Page last updated at 09:08 GMT, Thursday, 9 April 2009 10:08 UK

'Good' baby fat keeps adults slim

Woman pinching waist
Women appear to have more 'good' brown fat

Adults who retain their 'good' baby fat may be buffered against obesity and type 2 diabetes, scientists believe.

Unlike the regular white fat, which stores energy, good brown fat, actively burns calories for heat, but has been thought only to exist in childhood.

Researchers at the Joslin Diabetes Center not only found adults still had brown fat, but that slim adults had more of it than fatter ones.

The New England Journal of Medicine findings may point to new treatments.

According to the researchers, it may one day be possible to stimulate brown fat growth to both control weight and improve glucose metabolism, thereby preventing obesity and type 2 diabetes.

We hope this opens up a new therapeutic area for obesity and type 2 diabetes
Researcher Professor Ronald Kahn

In the study of nearly 2,000 patients, the scientists found signs suggestive of brown fat deposits on routine medical scans in 7.5% of the women and 3% of the men investigated.

To help corroborate this, the researchers identified 33 other patients whose pathology records had indicated the presence of brown fat in their necks - the same place where the PET/CT scans had identified the largest concentrations of brown fat.

When they tested the tissue of two of those patients they detected the presence of a special heat-generating protein called UCP-1 that is unique to brown fat.

Beating obesity

Although the numbers with brown fat in the study were small, the scientists believe this represents an underestimate, since medical scans could easily miss smaller and less active brown fat deposits.

Found most abundantly in infancy
Function is to generate heat and keep the body warm - babies cannot shiver
Burns calories to make this heat

Indeed, they believe most adults have some - but the amount depends on certain factors, including body weight.

The study found that younger patients were more likely to have larger amounts of brown fat, and the brown fat was more active during colder weather, keeping with its role of burning energy to generate heat.

Brown fat was also more common in adults who were thin and had normal blood glucose levels.

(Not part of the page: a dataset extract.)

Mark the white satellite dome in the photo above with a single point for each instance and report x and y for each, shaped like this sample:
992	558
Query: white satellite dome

This, say the researchers, suggests brown fat plays an important role in regulating body weight and that higher levels of brown fat may protect against obesity.

Researcher Professor Ronald Kahn said: "There has been a long debate as to whether brown fat exists in adult humans and whether it was important physiologically.

"This study demonstrates that it is both present and appears to be physiologically important in terms of body weight and glucose metabolism.

"We hope this opens up a new therapeutic area for obesity and type 2 diabetes by modifying the activity of brown fat."

Professor Kahn's team has already shown that a protein, BMP-7, known for its role in inducing bone growth, can also help promote the development of brown fat in rodents.

Professor John Wilding of Liverpool University and the Association for the Study of Obesity said: "This is interesting research but it will not create a miracle pill for obesity.

"Even if we can activate brown fat production, which is still a long way off, the effects are likely to be modest.

"But it may help in some circumstances. And part of the reason some people are slim may be down to having more brown fat tissue."